Journal article

This is an edited transcript of a talk given to the colloquium at the Whitlam Institute held on the 21st February 2018 on the topic of the title of this address. Here Linda Burney indicates the state of play in the Labor Party's response to the ‘Uluru Statement from the Heart’ at that time including this Party's recommendation to the Government that it establish a Joint Select Committee to enable the Commonwealth Parliament's Response. Such a committee was established: ‘On 19 March 2018, the Parliament agreed that a Joint Select Committee on Constitutional Recognition relating to Aboriginal and Torres Strait Islander Peoples be appointed to inquire into and report on matters relating to constitutional change’ (Commonwealth of Australia 2018, 2).

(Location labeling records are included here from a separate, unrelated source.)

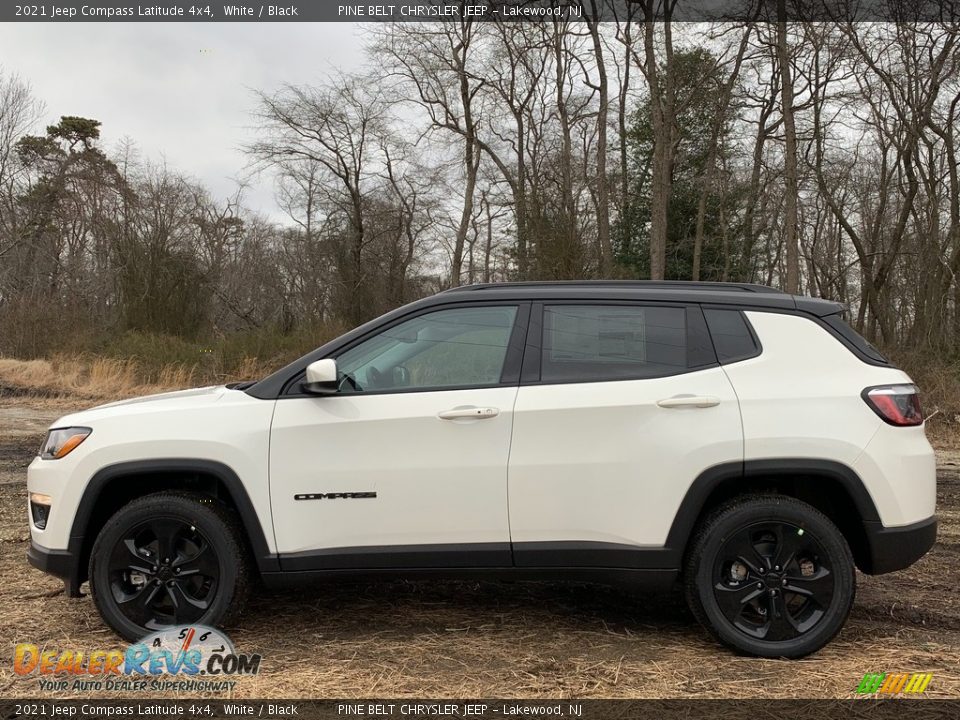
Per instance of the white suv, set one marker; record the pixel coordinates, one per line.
(740, 440)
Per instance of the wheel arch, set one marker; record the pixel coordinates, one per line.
(832, 487)
(114, 486)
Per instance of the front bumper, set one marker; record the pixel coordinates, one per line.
(894, 548)
(63, 564)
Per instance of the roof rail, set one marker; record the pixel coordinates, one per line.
(638, 284)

Linda Burney is a member of the Joint Select Committee that has produced an Interim Report (July 2018), and which is co‐chaired by Senator Patrick Dodson (First Nations Caucus within the Labor Party) and Julian Leeser, a Coalition Government MP.

Key Findings:

  • The Labor Party Indigenous Caucus or Aboriginal Caucus to the First Nations Caucus. Choosing to use the term First Nations instead of Aboriginal and Torres Strait Islander.
  • A lack of media attention to significant First Nations anniversaries such as the 10th Anniversary of the Apology to the Stolen Generations (February 13 2018),and the 10th Closing the Gap Report (February 12 2018).
  • Acknowledging the Cabinet's rejecting the notion of the Voice to the Parliament, and the notion of a Referendum about it.
  • The Labor Party has been writing to the Prime Minister, suggesting that they establish a Joint Parliamentary Committee on Aboriginal Affairs, to be chaired by the Government.
  • The recommendation for the establishment of a Makarrata Commission, which would have the responsibility of truth‐telling, and – this is the most important thing I think – the striking of agreements for treaties ‐ or a treaty across the country.
  • Acknowledging the progress that Australian states are making towards treaties, namely in Victoria, South Australia, and New South Wales.
  • Burney illustrates the current rate of child removal. Ten years ago, there were 9,000 Aboriginal children in care, at the the time of this speech, there are 17,000 Aboriginal children in care.